Wie Merkel ihren Minister Röttgen abservierte

Wenig später steht Peter Altmaier ein letztes Mal vor der Pressewand der Unionsfraktion. In der nächsten Sitzungswoche wird der Merkel-Vertraute und Stratege der Union nicht mehr der erste parlamentarische Geschäftsführer der Fraktion sein. 2009 hatte Altmaier das Amt übernommen - ausgerechnet von Norbert Röttgen, dem er jetzt auch als Bundesumweltminister nachfolgt. Die beiden sind einstige Streiter der "Pizza-Connection", mit der sie die Union für die Grünen öffnen wollten. 

"Ich danke der Bundeskanzlerin für ihr Vertrauen", sagt Altmaier heute, kurz nachdem die Kanzlerin den Wechsel im Kabinett verkündet hat. Altmaier, eigentlich ein begnadeter Redner, liest von einem Zettel ab, viele Passagen sind durchgestrichen. Er muss die Energiewende umsetzen, "eine gesamtgesellschaftliche Aufgabe", wie er sagt, "von deren Gelingen viel abhängt - für die Verbraucher, für die Wirtschaft und für die Umwelt". Und vor allem für die schwarz-gelbe Koalition. Kurz danach entschwindet er, lässt wie Merkel keine Fragen zu. Zu hart scheint der Einschnitt für die Koalition. "Ein schwerer Gang, im wahrsten Sinne des Wortes", sagte er kurz vor seinem Pressestatement. Nicht für die Medien, aber wahr. 

Wer Altmaier im Amt des parlamentarischen Geschäftsführers folgt, steht nach Informationen des Handelsblatts noch nicht fest. Dies werden Fraktionschef Volker Kauder und Kanzlerin Angela Merkel mit CSU-Chef Horst Seehofer entscheiden.

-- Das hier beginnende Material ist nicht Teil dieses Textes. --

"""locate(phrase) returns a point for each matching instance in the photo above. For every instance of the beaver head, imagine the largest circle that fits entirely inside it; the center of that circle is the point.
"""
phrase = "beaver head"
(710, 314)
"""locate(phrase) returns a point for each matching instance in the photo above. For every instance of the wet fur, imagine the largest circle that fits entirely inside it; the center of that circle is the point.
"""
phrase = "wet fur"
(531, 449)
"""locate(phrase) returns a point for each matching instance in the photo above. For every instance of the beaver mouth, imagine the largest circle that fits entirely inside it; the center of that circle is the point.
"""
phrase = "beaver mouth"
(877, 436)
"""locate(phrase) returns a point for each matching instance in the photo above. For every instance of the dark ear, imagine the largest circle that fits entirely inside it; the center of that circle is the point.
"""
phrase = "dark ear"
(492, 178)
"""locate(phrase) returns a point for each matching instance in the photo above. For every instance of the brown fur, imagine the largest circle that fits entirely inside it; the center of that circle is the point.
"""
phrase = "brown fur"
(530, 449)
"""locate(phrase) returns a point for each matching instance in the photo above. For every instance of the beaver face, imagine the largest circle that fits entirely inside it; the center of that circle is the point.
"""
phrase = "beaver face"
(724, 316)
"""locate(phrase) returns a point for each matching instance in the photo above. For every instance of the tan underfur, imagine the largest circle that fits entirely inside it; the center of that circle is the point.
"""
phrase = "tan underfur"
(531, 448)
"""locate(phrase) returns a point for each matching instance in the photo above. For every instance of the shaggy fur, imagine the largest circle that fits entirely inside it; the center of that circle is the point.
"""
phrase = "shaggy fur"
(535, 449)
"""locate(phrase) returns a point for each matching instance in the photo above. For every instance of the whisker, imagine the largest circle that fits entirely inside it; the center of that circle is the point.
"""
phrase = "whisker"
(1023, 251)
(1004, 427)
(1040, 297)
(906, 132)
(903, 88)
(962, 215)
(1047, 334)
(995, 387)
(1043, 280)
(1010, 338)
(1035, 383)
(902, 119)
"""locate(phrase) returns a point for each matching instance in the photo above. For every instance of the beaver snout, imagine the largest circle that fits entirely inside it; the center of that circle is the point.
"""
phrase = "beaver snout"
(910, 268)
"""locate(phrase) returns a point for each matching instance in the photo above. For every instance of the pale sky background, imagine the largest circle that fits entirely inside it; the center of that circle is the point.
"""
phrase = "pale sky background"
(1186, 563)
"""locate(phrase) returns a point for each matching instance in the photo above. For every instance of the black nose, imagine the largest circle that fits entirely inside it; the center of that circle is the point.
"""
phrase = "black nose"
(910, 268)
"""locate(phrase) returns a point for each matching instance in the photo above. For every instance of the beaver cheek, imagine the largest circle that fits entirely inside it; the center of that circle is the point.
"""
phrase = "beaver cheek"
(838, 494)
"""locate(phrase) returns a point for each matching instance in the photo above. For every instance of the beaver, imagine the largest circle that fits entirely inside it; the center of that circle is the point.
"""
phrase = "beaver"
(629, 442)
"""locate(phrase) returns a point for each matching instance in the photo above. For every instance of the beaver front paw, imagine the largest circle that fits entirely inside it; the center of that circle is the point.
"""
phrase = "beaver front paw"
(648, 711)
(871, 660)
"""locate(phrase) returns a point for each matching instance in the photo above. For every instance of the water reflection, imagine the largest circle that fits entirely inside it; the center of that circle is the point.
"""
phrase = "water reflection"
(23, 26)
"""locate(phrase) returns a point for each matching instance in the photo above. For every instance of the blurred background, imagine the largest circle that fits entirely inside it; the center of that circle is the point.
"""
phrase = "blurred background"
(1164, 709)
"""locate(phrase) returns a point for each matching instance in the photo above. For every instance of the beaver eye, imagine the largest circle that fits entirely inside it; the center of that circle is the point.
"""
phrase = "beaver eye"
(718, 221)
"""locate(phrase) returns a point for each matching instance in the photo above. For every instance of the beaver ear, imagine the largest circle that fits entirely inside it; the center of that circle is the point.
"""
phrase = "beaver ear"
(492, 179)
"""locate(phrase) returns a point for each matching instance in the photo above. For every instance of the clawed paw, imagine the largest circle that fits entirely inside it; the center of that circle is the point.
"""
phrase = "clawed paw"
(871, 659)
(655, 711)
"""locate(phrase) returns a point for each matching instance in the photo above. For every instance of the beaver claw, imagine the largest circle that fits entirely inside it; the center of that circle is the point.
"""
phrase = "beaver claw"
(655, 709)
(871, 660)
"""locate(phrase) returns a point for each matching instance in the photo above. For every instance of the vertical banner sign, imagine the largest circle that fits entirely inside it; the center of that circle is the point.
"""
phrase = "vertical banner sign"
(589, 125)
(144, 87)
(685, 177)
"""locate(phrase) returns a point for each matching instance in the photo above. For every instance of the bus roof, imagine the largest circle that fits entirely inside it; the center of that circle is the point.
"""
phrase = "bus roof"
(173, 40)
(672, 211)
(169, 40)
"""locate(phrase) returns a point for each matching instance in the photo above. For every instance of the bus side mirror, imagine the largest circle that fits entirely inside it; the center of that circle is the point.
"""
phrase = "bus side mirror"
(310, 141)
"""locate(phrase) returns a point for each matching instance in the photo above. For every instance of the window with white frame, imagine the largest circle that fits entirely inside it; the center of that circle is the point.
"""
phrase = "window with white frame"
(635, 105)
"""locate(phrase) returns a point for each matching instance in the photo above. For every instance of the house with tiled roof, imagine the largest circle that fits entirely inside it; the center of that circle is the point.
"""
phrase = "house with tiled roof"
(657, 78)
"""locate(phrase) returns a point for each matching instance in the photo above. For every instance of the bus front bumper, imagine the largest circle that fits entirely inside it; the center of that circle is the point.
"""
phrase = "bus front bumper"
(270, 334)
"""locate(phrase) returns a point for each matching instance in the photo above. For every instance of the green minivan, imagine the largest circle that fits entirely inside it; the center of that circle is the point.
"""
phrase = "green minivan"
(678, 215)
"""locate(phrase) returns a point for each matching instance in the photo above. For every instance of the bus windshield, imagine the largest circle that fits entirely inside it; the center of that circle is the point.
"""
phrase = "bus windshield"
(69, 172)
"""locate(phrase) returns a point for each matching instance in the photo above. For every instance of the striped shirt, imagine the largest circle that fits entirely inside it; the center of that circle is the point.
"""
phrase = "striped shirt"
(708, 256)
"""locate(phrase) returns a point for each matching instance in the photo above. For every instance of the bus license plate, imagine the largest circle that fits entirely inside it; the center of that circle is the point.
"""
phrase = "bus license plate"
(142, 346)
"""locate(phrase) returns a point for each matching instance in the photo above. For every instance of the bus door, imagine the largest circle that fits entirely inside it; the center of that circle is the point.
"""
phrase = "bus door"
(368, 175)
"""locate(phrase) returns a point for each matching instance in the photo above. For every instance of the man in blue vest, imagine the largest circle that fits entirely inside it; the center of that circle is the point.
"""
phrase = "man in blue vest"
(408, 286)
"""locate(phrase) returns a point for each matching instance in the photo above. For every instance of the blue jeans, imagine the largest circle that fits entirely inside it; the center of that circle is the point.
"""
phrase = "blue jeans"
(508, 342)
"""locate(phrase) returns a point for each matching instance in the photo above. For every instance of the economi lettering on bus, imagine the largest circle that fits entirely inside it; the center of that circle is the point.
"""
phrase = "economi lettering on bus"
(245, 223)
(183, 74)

Man darf darüber spekulieren, was den Stimmungsumschwung im Kanzleramt ausgelöst hat. Der öffentliche Wutausbruch von CSU-Chef Horst Seehofer im ZDF-Heute-Journal dürfte sicherlich den Druck auf Merkel erhöht haben, personelle Konsequenzen aus der verlorenen NRW-Wahl zu ziehen. Seehofer hatte Röttgen scharf dafür angegriffen, dass sich dieser im Wahlkampf nicht klar zu einem Wechsel in die NRW-Landespolitik bekannt hatte. „Das war ein ganz großer Fehler“, sagte Seehofer wörtlich. Er habe Röttgen eindringlich vor den Folgen gewarnt - sowohl öffentlich als auch im Gespräch mit dem Minister und der Kanzlerin, so der CSU-Chef. Und er habe mit seiner düsteren Vorahnung Recht behalten - leider.

Nach Röttgens Entlassung sagte Seehofer dem Rundfunksender "B5 aktuell", nach dem, was ihm die Kanzlerin gesagt habe, habe Handlungsbedarf bestanden. Merkel habe ihn gegen 16.00 Uhr über die Beweggründe der Entlassung informiert. Näher wollte sich Seehofer nicht äußern.

In der nordrhein-westfälischen CDU stieß Röttgens Entlassung auf Kritik. Sowohl Generalsekretär Oliver Wittke als auch Fraktionschef Karl-Josef Laumann äußerten sich verwundert. Gründe konnten beide nicht erkennen. Röttgen habe als Umweltminister einen "hervorragenden Job" gemacht und sei "persönlich ohne Fehl und Tadel", sagte Wittke. Laumann sagte: "Die heutige Entlassung von Norbert Röttgen erschreckt mich." Er verstehe nicht, dass Röttgen bis zum Tag der NRW-Wahl als "der hervorragende Umweltminister galt, der er war" und drei Tage später entlassen werde.

Die FDP hingegen trägt die Entlassung voll mit. Die Entscheidung der Bundeskanzlerin zur Neubesetzung sei "eine Fortsetzung der stabilen Zusammenarbeit in der Regierungskoalition", sagte Vizekanzler und Wirtschaftsminister Philipp Rösler. Er freue sich nun auf die "Kooperation" mit Nachfolger Altmaier, sagte der FDP-Chef weiter.

Für die Opposition ist der Rauswurf des einstigen Vorzeige-Ministers ein gefundenes Fressen. SPD-Generalsekretärin Andrea Nahles wertete den Abgang als Beleg für den "maroden Zustand" der schwarz-gelben Bundesregierung. "Wie Röttgen nun von den eigenen Leuten weggemobbt wurde, beweist, welches Klima in der sogenannten bürgerlichen Koalition mittlerweile herrscht", sagte SPD-Generalsekretärin Andrea Nahles. Dass Bundeskanzlerin Angela Merkel (CDU) nun einen ihrer engsten Vertrauten fallen lasse, zeige, "dass die Krise der Koalition nun in den innersten Kern vorgedrungen ist".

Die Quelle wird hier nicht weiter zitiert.